# How many female bettas can go in gallon tank?



## LuveMehSkittlez (Jul 21, 2010)

How many female bettas can go in gallon tank? Right now theyre all in .5 gallon tanks.:-?


----------



## beat2020 (Dec 31, 2009)

For a 1 gallon tank only one female can go in it. But a tank that small will require 100% daily water changes. If you want to keep females together, you'll need at least a 10g tank with plants and hiding spots and at least 4 female bettas.


----------



## wallywestisthebest333 (Nov 30, 2009)

LuveMehSkittlez said:


> How many female bettas can go in gallon tank? Right now theyre all in .5 gallon tanks.:-?


In a tank that's how many gallons? I think you left the number out. =]

Unless you meant 1 gallon. in that case just one. :|

I'd purchase the ten or 20 gallon kit at walmart. they're about $40-$50 and they come with a filter and hood.

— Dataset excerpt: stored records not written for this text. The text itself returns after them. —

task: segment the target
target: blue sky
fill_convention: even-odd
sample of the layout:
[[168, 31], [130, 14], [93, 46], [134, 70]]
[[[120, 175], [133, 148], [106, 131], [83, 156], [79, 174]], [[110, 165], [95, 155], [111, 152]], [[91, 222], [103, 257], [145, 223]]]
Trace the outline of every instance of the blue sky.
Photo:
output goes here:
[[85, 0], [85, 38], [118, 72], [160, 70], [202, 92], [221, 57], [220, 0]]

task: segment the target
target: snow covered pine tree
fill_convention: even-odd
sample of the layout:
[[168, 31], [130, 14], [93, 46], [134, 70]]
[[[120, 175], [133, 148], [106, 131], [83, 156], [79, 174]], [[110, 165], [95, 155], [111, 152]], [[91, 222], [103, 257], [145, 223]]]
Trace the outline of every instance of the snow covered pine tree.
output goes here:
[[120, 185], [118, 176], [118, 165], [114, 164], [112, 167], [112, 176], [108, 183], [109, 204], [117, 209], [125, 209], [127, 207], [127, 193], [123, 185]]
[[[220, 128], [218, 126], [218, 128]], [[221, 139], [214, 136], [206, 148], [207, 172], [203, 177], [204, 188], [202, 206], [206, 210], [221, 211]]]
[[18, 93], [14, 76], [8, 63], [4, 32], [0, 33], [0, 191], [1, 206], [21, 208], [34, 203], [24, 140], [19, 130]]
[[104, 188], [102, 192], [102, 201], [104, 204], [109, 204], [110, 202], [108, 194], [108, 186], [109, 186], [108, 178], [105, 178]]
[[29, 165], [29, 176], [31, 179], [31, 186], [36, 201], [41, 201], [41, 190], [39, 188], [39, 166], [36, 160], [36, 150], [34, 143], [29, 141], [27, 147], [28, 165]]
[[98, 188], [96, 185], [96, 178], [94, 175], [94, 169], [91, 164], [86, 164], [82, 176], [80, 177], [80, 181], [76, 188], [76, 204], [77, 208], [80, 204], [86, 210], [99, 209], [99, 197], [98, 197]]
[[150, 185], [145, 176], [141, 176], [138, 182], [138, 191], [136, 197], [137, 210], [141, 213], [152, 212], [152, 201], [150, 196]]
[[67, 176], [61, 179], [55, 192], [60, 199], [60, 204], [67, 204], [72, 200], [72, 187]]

Those are perfect sizes for communities. ;-)


----------



## frogipoi (Jul 3, 2010)

1 female in a gallon. A heavy planted 20 gallon and 4-6 girls would be good.


----------



## wallywestisthebest333 (Nov 30, 2009)

Yes as frogipoi stated they should be heavily "planted" whether with real or silk plants. they need lots of places to hide from each other. =]


----------



## frogipoi (Jul 3, 2010)

*hi-five* Females are as aggressive as males and even more but soon they will be used to each other and they say " Well it is no use hurting our selves when we can hide but... I WILL KILL YOU!" Crazy some times.


----------



## bubblesthefish (Jul 28, 2010)

Could you put 2 in a 2.5 gallon?


----------



## beat2020 (Dec 31, 2009)

bubblesthefish said:


> Could you put 2 in a 2.5 gallon?


 No. To successfully keep female bettas together you need at least a 10g tank that is heavily planted with some hiding spots and you need at least 4 females.


----------



## bubblesthefish (Jul 28, 2010)

Oh okay. I only have 1 boy, I doubt I'd get girls, but I was just wondering haha thank you


----------



## frogipoi (Jul 3, 2010)

Your welcome!


----------



## dramaqueen (Jul 7, 2008)

With 2 females, one will become dominant over the other and bully it to death.


----------